Dann muss ich wohl bei den kleinen schollen und mini sandaalen bleiben ;D 

wenn jemand noch einen tipp von euch wüsste würde ich mich ziemlich freuen !


----------



## Sebastian.L (23. Januar 2012)

*AW: köderfische in der ostsee ?*

Was ich mal vor vielen Jahren gesehen habe. Das einer  durchs Wasser gewatet ist und ein  kleines Schleppnetz hinter sich hergezogen hatte (keine Ahnung ob der Erfolg mit hatte).

Aber es ist bestimmt einfacher in den Hafen zu gehen und Beifang bei den Fischern kaufen. Oder direkt im Angelshop Würmer kaufen die gehen teils besser wie (Köderfisch).


----------



## dorschwilli 306 (23. Januar 2012)

*AW: köderfische in der ostsee ?*



Sebastian.L schrieb:


> Was ich mal vor vielen Jahren gesehen habe. Das einer  durchs Wasser gewatet ist und ein  kleines Schleppnetz hinter sich hergezogen hatte (keine Ahnung ob der Erfolg mit hatte).
> 
> Aber es ist bestimmt einfacher in den Hafen zu gehen und Beifang bei den Fischern kaufen. *Oder direkt im Angelshop Würmer kaufen die gehen teils besser wie (Köderfisch).*


*
*
 da kannste ein drauf lassen #6


----------



## mathei (23. Januar 2012)

*AW: köderfische in der ostsee ?*

als kind hatten wir einen wohnwagen in wohlenberger wiek. auf der niendorfer seite haben wir uns die wattwürmer mit einem pümpel ( abflussverstopfung ) geholt. funzte echt super.


----------



## Tombreiner (24. Januar 2012)

*AW: köderfische in der ostsee ?*

ich habe mal jemand gesehen der auf der molle in Puttgarden sandaale mit ein herringsvorfach gerissen hat!
das klapte ganz gut.hat damit gut hornhechte gefangen.


----------



## vermesser (24. Januar 2012)

*AW: köderfische in der ostsee ?*

Man kann Sandaale recht gut an Heringspaternostern mit kleinen Haken fangen, die man langsam über Sandbänke zieht. Die beißen richtig, die muß man nicht reißen.

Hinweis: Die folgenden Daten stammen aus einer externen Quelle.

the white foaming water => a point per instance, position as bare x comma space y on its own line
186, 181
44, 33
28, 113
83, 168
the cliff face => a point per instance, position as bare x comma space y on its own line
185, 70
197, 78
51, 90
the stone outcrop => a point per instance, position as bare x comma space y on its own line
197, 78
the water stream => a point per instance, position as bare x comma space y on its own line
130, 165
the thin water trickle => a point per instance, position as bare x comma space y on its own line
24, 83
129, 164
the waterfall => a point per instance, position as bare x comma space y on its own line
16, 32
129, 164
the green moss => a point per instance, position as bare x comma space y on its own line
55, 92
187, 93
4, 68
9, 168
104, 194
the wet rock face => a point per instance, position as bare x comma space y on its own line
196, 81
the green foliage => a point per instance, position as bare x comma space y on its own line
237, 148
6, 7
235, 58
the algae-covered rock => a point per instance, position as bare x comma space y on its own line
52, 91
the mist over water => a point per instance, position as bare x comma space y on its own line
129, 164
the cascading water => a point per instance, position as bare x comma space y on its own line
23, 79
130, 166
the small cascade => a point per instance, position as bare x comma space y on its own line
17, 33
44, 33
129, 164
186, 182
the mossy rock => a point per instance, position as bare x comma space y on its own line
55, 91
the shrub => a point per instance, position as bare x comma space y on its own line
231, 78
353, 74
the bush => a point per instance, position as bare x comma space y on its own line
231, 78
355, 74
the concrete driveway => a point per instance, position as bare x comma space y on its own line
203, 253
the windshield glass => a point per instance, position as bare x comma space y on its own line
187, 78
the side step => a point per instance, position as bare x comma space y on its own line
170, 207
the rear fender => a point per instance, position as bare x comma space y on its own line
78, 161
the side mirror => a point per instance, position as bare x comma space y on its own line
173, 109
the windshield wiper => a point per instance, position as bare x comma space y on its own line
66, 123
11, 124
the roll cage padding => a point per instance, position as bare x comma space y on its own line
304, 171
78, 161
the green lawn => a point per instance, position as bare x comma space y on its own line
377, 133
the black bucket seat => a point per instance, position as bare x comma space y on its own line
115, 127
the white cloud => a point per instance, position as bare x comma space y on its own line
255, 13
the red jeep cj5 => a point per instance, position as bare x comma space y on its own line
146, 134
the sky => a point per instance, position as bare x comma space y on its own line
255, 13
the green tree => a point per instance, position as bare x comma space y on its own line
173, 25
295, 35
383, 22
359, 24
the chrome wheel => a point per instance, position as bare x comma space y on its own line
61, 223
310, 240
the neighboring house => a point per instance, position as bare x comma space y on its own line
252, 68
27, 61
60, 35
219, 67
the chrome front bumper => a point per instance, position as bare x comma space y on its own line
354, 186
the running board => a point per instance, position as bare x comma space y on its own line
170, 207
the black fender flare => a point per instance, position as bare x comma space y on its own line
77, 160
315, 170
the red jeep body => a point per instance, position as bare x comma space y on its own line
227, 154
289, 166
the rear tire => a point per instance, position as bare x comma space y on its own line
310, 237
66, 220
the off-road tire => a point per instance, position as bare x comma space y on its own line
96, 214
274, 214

Auf Horni funzen kleine Sandaale gut als Köder. Aber nicht soviel besser als Heringsfetzen, als daß sich der zusätzliche Aufwand lohnen würde.

Auf Hornis funzen auch kleine Weißfische (fingerlang), die man sich im Süßwasser vorher senkt...interessiert Hornis nicht die Bohne, daß sie die Fische nicht kennen.

Auf Dorsch und Platte gehen aber Wattwürmer deutlich besser und halten besser am Haken.


----------



## Shimano TE (24. Januar 2012)

*AW: köderfische in der ostsee ?*

Hallo
Wen Du kleine Butt als Köderfisch nimmst hast Du wohl ein Problem.:vik:Mindestmaß:vik:|krach:
MFG
Torsten


----------



## Hornhecht9 (24. Januar 2012)

*AW: köderfische in der ostsee ?*



Tombreiner schrieb:


> ich habe mal jemand gesehen der auf der molle in Puttgarden sandaale mit ein herringsvorfach gerissen hat!
> das klapte ganz gut.hat damit gut hornhechte gefangen.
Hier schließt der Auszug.